Immagine 2. Mario Segni (a sinistra) insieme all’ex leader dei Radicali italiani Marco Pannella in occasione della raccolta firme per un referendum nel 1999 – Fonte: Ansa
Immagine 2. Mario Segni (a sinistra) insieme all’ex leader dei Radicali italiani Marco Pannella in occasione della raccolta firme per un referendum nel 1999 – Fonte: Ansa

La questione della raccolta firme

Come detto, prima dell’esame della Corte Costituzionale, il quesito referendario sulla cittadinanza dovrà ottenere il via libera della Corte di Cassazione, che valuterà entro il 31 ottobre la regolarità della raccolta firme.
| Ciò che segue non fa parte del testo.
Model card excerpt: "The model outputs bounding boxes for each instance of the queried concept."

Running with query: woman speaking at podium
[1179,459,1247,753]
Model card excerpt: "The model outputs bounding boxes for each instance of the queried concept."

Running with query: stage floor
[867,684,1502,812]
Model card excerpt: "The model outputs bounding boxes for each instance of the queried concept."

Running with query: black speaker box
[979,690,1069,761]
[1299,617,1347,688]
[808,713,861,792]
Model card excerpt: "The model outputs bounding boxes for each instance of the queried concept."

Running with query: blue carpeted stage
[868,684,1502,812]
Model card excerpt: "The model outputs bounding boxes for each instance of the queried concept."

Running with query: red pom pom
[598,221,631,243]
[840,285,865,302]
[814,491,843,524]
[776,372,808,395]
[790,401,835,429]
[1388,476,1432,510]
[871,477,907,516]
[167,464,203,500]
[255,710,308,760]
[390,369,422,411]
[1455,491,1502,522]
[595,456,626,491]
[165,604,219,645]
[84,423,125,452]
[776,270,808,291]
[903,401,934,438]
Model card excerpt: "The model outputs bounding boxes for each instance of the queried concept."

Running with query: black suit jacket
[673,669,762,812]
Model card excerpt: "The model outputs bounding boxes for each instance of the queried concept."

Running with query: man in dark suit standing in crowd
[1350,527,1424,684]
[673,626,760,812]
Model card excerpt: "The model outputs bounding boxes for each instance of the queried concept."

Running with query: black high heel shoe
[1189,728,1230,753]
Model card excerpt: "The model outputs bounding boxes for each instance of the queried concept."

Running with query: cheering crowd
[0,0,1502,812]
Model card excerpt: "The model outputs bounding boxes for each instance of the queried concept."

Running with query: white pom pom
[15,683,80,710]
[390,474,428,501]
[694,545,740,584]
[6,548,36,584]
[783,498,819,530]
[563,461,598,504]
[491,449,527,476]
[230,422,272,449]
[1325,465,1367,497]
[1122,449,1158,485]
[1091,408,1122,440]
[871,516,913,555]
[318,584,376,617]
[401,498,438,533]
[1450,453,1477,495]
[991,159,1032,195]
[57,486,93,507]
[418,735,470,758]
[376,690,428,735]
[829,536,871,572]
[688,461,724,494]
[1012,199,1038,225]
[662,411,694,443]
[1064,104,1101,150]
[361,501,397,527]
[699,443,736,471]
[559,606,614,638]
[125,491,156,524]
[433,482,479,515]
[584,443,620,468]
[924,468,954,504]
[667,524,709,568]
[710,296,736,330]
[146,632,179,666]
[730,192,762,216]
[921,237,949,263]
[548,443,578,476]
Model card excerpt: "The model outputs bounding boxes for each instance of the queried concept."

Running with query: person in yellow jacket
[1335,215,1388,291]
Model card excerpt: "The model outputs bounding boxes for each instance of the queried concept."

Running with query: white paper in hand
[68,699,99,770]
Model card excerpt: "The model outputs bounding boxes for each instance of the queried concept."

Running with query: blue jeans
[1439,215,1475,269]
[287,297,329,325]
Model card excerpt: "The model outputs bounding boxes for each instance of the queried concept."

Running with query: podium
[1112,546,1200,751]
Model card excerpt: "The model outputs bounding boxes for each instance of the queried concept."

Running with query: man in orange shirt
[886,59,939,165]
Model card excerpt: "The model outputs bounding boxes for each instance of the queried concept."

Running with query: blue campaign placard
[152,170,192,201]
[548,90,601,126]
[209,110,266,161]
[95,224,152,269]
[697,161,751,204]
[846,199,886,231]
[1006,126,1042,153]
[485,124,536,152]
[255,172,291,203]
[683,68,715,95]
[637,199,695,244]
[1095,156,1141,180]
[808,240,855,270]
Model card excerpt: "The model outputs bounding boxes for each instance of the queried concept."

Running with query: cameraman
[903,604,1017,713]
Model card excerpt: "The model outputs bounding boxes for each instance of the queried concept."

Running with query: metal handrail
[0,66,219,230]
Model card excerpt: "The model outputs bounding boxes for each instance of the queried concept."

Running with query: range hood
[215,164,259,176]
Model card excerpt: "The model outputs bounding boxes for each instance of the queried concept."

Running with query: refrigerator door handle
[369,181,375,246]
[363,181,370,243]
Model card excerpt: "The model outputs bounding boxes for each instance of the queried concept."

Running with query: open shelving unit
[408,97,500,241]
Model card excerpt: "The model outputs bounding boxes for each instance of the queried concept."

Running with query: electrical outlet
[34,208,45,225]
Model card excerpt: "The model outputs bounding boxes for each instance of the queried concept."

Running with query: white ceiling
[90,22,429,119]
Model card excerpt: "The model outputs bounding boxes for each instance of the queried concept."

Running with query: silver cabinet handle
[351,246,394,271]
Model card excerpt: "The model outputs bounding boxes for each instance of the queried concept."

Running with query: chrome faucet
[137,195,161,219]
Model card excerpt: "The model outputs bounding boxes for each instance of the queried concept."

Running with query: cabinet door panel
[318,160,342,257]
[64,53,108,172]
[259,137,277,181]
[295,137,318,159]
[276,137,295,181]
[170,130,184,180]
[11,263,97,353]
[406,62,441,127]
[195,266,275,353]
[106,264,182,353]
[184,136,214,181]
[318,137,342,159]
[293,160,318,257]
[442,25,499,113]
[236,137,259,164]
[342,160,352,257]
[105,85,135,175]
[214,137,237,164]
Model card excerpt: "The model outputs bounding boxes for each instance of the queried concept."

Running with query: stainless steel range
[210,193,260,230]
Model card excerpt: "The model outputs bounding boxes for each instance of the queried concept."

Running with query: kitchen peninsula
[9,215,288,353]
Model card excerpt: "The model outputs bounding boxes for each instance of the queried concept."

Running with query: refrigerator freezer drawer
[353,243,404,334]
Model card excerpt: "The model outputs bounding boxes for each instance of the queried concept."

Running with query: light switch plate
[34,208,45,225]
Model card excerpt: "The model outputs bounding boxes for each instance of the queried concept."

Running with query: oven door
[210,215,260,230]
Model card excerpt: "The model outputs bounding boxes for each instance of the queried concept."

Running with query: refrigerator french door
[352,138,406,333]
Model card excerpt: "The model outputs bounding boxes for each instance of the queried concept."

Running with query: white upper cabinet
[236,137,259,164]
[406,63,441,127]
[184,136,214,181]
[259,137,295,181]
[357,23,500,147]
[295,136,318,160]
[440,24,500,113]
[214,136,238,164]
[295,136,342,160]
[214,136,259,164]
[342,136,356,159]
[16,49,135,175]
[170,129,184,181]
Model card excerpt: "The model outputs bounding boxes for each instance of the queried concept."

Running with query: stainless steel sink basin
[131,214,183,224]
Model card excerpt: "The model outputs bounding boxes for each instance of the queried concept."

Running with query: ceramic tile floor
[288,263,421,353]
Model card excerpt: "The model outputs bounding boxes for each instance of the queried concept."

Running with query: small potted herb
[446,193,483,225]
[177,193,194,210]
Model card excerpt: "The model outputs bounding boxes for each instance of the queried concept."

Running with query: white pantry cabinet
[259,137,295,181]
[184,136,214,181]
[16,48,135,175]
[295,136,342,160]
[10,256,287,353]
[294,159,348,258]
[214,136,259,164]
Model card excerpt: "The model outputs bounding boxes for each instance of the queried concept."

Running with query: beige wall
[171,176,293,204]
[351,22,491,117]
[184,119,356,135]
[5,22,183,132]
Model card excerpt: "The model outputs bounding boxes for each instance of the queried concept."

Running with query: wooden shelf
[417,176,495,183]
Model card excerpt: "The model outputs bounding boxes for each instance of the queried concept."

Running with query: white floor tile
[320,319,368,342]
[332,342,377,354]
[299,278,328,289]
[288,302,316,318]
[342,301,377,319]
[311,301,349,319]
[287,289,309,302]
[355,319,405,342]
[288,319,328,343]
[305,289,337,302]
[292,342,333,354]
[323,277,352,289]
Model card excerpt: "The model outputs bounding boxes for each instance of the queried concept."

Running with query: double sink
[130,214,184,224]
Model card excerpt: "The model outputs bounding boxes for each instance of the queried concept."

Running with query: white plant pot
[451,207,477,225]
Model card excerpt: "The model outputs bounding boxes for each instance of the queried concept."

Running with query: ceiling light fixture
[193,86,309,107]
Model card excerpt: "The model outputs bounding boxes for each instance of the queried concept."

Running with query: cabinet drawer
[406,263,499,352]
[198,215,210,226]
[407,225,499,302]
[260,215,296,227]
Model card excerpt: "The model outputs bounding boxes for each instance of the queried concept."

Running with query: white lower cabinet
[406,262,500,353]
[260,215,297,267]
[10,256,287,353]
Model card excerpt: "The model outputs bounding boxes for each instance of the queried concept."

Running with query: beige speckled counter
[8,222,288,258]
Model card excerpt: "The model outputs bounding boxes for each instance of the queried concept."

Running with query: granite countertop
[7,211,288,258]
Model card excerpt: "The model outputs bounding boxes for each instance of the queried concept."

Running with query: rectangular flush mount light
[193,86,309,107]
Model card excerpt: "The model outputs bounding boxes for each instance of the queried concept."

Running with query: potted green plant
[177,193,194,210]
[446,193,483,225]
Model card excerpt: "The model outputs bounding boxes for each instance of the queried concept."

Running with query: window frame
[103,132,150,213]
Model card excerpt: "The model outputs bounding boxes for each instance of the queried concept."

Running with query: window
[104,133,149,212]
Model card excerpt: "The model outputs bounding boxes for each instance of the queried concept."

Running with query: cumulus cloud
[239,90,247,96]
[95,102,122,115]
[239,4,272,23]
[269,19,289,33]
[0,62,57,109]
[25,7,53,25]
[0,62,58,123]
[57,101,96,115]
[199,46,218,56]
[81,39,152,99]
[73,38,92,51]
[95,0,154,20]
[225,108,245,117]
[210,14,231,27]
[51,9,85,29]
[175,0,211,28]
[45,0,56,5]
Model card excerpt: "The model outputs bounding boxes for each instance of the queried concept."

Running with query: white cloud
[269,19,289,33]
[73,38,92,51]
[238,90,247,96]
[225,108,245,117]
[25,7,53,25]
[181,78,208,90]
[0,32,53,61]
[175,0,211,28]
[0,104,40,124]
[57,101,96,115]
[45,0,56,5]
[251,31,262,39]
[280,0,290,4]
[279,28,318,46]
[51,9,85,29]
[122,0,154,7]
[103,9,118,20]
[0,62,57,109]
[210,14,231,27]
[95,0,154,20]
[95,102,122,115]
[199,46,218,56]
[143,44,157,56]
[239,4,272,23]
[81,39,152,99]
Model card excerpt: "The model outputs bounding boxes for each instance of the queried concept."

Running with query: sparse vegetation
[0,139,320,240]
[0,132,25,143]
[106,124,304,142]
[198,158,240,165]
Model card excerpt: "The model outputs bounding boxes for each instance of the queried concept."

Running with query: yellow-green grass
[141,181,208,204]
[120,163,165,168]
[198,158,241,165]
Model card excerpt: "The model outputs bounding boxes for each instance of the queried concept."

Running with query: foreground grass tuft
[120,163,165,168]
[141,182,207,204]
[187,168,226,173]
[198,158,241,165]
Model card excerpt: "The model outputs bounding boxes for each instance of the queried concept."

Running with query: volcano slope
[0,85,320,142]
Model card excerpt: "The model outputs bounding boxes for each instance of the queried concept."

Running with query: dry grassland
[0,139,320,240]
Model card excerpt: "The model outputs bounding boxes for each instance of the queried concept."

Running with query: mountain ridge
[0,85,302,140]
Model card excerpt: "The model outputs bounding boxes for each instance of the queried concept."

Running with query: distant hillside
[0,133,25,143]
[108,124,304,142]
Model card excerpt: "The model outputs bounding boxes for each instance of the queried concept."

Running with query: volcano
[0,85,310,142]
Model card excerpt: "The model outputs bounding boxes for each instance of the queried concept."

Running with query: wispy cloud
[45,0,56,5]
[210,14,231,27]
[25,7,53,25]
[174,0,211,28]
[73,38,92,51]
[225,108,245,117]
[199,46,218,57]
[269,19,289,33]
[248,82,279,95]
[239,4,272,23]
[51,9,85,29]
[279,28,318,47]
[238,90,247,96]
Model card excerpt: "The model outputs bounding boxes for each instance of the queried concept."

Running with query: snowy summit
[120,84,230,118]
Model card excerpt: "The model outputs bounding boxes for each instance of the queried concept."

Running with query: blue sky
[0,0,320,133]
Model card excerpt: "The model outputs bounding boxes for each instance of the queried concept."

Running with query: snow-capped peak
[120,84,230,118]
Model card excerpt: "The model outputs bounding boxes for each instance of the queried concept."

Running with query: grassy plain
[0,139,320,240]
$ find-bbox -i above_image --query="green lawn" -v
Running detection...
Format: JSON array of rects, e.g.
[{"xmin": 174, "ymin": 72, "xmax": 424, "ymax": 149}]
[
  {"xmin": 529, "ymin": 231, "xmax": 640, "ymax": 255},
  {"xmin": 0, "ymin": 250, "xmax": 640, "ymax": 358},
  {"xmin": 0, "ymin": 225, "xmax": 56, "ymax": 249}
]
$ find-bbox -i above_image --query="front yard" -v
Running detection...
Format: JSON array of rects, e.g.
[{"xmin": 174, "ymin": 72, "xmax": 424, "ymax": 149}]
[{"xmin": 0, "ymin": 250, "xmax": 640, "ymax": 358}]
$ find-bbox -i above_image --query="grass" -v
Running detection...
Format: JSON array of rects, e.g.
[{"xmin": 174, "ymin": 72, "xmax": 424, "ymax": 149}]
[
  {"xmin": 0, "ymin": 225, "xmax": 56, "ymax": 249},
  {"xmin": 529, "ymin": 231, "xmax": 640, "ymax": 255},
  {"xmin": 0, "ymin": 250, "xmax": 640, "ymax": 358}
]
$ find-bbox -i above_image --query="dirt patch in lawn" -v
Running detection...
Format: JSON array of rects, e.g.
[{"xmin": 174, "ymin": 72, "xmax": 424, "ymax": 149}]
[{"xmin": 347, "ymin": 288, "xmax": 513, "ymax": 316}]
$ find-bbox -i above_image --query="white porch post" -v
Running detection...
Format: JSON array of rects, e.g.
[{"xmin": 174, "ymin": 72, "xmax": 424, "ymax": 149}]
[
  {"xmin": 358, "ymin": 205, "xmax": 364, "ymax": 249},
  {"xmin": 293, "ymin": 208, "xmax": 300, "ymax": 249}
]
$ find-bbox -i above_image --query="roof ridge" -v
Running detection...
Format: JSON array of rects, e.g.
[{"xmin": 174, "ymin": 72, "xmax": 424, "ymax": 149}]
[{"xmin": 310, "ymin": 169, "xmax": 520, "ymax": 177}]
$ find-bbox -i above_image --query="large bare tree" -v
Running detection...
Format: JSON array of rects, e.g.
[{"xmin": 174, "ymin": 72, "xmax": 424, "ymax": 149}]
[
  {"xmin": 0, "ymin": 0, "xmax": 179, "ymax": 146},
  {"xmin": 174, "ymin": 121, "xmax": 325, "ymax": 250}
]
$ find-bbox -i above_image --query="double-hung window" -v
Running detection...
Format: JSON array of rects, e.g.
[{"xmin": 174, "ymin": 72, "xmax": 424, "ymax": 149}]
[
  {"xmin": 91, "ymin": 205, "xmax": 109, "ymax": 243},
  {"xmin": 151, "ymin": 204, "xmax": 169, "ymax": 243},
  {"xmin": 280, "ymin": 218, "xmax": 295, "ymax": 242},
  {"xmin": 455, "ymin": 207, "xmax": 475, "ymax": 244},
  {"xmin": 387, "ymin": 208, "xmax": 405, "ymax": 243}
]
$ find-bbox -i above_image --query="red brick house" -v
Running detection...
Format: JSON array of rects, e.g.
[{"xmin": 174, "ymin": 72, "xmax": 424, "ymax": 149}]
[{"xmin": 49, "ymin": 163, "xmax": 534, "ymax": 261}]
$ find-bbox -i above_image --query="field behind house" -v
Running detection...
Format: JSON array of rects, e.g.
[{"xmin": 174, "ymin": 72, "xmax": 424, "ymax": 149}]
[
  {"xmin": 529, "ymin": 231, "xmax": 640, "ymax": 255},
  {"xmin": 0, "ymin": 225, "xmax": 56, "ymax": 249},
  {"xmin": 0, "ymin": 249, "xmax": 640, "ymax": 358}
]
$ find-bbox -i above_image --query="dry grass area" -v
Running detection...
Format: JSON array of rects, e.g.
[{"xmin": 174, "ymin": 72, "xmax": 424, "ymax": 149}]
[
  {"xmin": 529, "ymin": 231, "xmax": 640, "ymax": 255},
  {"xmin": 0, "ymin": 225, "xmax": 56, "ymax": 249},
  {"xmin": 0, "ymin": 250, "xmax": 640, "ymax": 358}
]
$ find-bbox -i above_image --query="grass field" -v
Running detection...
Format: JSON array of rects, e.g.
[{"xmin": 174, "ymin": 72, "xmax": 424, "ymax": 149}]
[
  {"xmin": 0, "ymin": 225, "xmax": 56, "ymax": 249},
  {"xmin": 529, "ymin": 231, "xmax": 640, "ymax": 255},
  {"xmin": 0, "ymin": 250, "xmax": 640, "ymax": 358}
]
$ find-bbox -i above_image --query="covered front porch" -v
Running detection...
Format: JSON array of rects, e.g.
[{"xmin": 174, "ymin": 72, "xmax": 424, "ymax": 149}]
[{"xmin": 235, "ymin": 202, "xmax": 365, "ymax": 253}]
Secondo Celotto, questa fase potrebbe riservare sorprese. «Al di là della costituzionalità o meno del referendum, la Cassazione potrebbe sollevare alcuni dubbi sul metodo di raccolta delle firme», ha spiegato il costituzionalista. 

Il 24 settembre il referendum abrogativo sulla cittadinanza ha raggiunto la soglia minima di 500 mila firme per poter essere richiesto. Il traguardo è stato raggiunto in meno di venti giorni da quando è stata lanciata la raccolta firme e questo è stato possibile soprattutto grazie alla nuova piattaforma del Ministero della Giustizia per la presentazione e la sottoscrizione digitale dei referendum abrogativi e delle leggi di iniziativa popolare. «A mio giudizio la Cassazione potrebbe riscontrare il fatto che la soglia delle 500 mila firme è troppo bassa per il nuovo metodo di raccolta delle sottoscrizioni, ossia quello digitale, e sottoporre la questione alla Corte Costituzionale stessa», ha dichiarato Celotto. La soglia minima delle 500 mila firme è stata introdotta in Costituzione quasi 80 anni, durante i lavori di preparazione della Costituzione stessa. Da anni si discute sull’opportunità di modificare questa soglia, da alcuni giudicata troppo bassa per la nostra epoca e per i nuovi mezzi digitali di raccolta delle firme. 

Ricapitolando: il dibattito sull’ammissibilità o meno del referendum sulla cittadinanza è aperto. Secondo alcuni politici, il referendum potrebbe essere considerato inammissibile perché, eliminando singole e brevi frasi della cittadinanza, ne trasformerebbe radicalmente il contenuto rendendolo diverso da quello originario. Secondo vari esperti, è vero che il referendum sulla cittadinanza è di tipo “manipolativo”, ma non è detto che per questo sia dichiarato automaticamente inammissibile dalla Corte Costituzionale. In passato, su questo particolare tipo di referendum abrogativi la corte si è espressa a volte a favore e a volte contro, e non è possibile al momento stabilire con certezza che cosa decideranno i giudici costituzionali sul quesito riguardante la cittadinanza.